Name Change Policy
Court-ordered Name Changes
The existing policy with respect to student name changes provides:
RESOLVED, that where names have been changed by court order, all transcripts of records and official statements by the colleges with respect to students or graduates of the schools shall incorporate only the official name as changed by said court order, unless otherwise specifically requested in writing. (CUNY BOT Feb 6, 1940 (cal #6)).
Such a court order may arise in a number of different contexts, including a name change proceeding, an adoption proceeding, a divorce decree, gender reassignment,* or a witness protection program. For this purpose, a marriage certificate should also be treated like a court order.
In all such cases, a student is entitled to change his or her records to reflect the new or resumed name in accordance with the court order. To obtain the change, a student must show an original or certified copy of the order. Thereafter, only his or her new name should be reflected on all transcripts, diplomas, and other records issued by the college unless the student requests in writing that his or her transcript and/or diploma include a reference to his or her former name (e.g., John Doe, formerly known as John Roe).
For record keeping purposes, the student’s name change request and court order should be kept in the student’s file, along with the date of the name change and the student’s former name. The college must strictly comply with the terms of the court order. For example, a court-ordered name change made as a result of an adoption proceeding, gender reassignment, or as part of a witness protection program may require that the previous name be sealed from the public. If there is any question about the validity or scope of a court order, please contact this office.

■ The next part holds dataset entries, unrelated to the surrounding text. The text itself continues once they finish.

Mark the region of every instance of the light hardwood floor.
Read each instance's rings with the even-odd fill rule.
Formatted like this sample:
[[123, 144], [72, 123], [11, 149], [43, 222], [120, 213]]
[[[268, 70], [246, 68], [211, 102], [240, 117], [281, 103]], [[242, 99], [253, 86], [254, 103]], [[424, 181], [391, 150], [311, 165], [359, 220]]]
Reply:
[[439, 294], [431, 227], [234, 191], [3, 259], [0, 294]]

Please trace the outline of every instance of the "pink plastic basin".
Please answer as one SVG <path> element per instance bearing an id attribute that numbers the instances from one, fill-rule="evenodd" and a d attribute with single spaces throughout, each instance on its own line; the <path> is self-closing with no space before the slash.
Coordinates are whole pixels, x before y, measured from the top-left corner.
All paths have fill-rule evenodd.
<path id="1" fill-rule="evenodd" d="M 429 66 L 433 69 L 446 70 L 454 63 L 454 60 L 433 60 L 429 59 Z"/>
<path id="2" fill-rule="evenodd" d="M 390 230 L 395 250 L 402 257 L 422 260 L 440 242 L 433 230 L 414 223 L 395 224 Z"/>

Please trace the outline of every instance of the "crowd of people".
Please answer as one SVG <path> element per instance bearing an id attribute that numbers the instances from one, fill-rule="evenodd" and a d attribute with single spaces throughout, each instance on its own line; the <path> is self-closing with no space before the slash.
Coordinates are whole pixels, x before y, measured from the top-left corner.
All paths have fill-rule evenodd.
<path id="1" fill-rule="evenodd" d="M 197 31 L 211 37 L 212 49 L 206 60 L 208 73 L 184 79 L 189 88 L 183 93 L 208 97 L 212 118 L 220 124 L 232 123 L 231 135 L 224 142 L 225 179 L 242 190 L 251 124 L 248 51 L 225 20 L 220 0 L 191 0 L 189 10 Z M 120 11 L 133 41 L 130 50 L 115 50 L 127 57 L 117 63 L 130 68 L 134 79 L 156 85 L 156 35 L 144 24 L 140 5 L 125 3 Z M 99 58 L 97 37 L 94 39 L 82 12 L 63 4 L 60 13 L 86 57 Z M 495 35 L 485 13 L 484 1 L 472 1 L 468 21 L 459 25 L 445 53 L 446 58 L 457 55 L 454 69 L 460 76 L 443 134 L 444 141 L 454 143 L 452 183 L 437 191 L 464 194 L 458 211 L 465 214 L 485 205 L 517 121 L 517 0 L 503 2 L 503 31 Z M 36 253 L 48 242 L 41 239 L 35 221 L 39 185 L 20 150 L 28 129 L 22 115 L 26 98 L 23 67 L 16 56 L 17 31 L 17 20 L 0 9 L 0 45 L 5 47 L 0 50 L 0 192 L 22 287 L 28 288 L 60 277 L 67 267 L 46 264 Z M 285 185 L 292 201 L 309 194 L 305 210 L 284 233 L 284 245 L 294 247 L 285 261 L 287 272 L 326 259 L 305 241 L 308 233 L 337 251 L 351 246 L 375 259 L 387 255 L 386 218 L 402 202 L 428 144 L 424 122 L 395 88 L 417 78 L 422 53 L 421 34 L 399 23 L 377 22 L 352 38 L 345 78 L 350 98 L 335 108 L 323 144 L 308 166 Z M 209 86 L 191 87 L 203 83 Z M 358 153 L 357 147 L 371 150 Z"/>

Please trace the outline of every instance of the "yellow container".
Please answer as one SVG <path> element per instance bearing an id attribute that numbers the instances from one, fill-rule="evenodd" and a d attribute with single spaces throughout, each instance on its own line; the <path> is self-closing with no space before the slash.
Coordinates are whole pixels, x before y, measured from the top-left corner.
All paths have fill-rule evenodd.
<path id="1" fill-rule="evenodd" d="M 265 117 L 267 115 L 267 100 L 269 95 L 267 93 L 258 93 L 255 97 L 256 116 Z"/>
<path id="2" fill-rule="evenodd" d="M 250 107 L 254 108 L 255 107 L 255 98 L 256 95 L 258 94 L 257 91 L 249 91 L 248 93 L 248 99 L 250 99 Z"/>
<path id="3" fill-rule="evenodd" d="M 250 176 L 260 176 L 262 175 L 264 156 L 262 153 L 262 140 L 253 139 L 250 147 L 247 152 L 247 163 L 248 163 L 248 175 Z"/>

When a student has changed his or her name in this manner and requests a new diploma reflecting the new name, the college should issue a new diploma upon surrender of the old diploma. In the event that a diploma has been lost or destroyed, a new diploma identified as a “duplicate diploma” may be issued to the student without evidence of such loss or destruction.**
Other Name Changes
Common-law Name Change
In New York, every person has the right to adopt by usage or habit any name by which he or she wishes to be known so long as such name change does not perpetuate a fraud, misrepresent, or interfere with the rights of others. The College should recognize such a common-law name change on all of a student’s official records upon presentation of at least one document bearing the new name. Such documents must be issued by at least one of the following entities: federal, state or tribal government, insurance company, bank, credit card company, union, employer, landlord, education institution, or utility company. Examples of acceptable documents for a common-law name change include, among other things, a voter registration card, professional license, school identification card, employer or union identification card, paycheck, tax form, insurance card or policy, credit card or utility bill, or bank statement or check.
CUNY recognizes the importance that a change of name might have to students during their time with the University. A preferred name is not a legal name, but is generally used to change how others refer to the student. For example, student Jonathan Doe may prefer the name John or student Mary Jane Doe may want to be referred to as Mary Jane or Jane, rather than Mary. Note that preferred names are not limited to variations of a student’s legal name; for example, student Jennifer may request the preferred name David due to a change in gender identity and be unable to present the documents necessary to secure a court-ordered or common-law name change. Students may use a preferred name on all documents and records other than official documents. Documents and records that may display a preferred name include, among other things, course rosters, student identification cards, student email addresses, and honors, awards, and prizes issued by the University. A preferred name will not be reflected on a student’s diploma or transcript.
Changes Due to Typographical Errors
When a student requests a name change due to a typographical or other error in University records, the student’s request should be granted after verification that the name change is due to such error. Documents that can assist a college in making this determination include any of the documents listed as appropriate for a common-law name change.
This office is available to assist with questions on this topic.
* Students should be free to change their gender on all prior, present, and future college records at their discretion. A student’s gender is not included on any official documents and is generally collected for statistical purposes only.
** A Board policy on the issuance of duplicate diplomas adopted on October 23, 1929 (Minutes, p. 384) is limited to lost or destroyed diplomas. It provides:
That in cases where diplomas are lost or destroyed the deans of the several faculties having pedagogical supervision over the courses leading to such diplomas shall be empowered to conduct inquiries and take testimony; and, upon reaching the conclusion that such diplomas were unavoidably lost or destroyed and that applications for duplicates are made in good faith, may in their discretion, subject to the approval of the Board, have prepared, signed and issued such duplicate diplomas which shall be clearly marked “duplicate.”